- Royal coat of arms of the United Kingdom

Lady Justice of Appeal
- In office 2013–2025
- Monarchs: Elizabeth II Charles III

High Court Judge Family Division
- In office 2005–2020

Personal details
- Born: 17 April 1957 (age 69) United Kingdom
- Alma mater: University of Sheffield

= Julia Macur =

British judge (born 1957)

Dame Julia Wendy Macur, DBE (born 17 April 1957), known as The Rt Hon Lady Justice Macur, was a British judge of the Court of Appeal of England and Wales. Between April 2017 and December 2019, she was the Senior Presiding Judge for England and Wales.

She studied law at the University of Sheffield, graduating in 1978. She was called to the bar in 1979, and was a practising barrister on the Midland and Oxford Circuit between 1979 and 2005, working in Birmingham.

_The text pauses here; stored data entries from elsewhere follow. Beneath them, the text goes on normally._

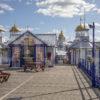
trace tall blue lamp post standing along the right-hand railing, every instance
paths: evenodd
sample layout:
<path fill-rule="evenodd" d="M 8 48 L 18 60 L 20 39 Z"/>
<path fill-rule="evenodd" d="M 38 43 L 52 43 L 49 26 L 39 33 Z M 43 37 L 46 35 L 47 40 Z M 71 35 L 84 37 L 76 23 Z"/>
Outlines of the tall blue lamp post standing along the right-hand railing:
<path fill-rule="evenodd" d="M 93 58 L 93 62 L 92 62 L 92 68 L 91 68 L 91 72 L 92 72 L 92 86 L 93 87 L 96 87 L 96 80 L 95 80 L 95 73 L 96 73 L 96 70 L 95 70 L 95 23 L 93 22 L 93 25 L 89 25 L 90 28 L 93 29 L 93 41 L 92 41 L 92 44 L 93 44 L 93 47 L 92 47 L 92 58 Z"/>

She was appointed Queen's Counsel in 1998, and was a Recorder of the Crown Court between 1999 and 2005, when she was appointed to the High Court. On 1 October 2013, she was appointed a Lady Justice of Appeal, a position from which she retired with effect from 4 October 2025.

In November 2012 she was appointed by Home Secretary Theresa May to review, the terms of the Waterhouse inquiry into the North Wales child abuse scandal, which had reported in 2000.

In 2015, it was announced she would become Deputy Senior Presiding Judge from 1 January 2016 and Senior Presiding Judge for England and Wales from 1 January 2018; this was brought forward to April 2017 on the appointment of Lord Justice Fulford as the Investigatory Powers Commissioner.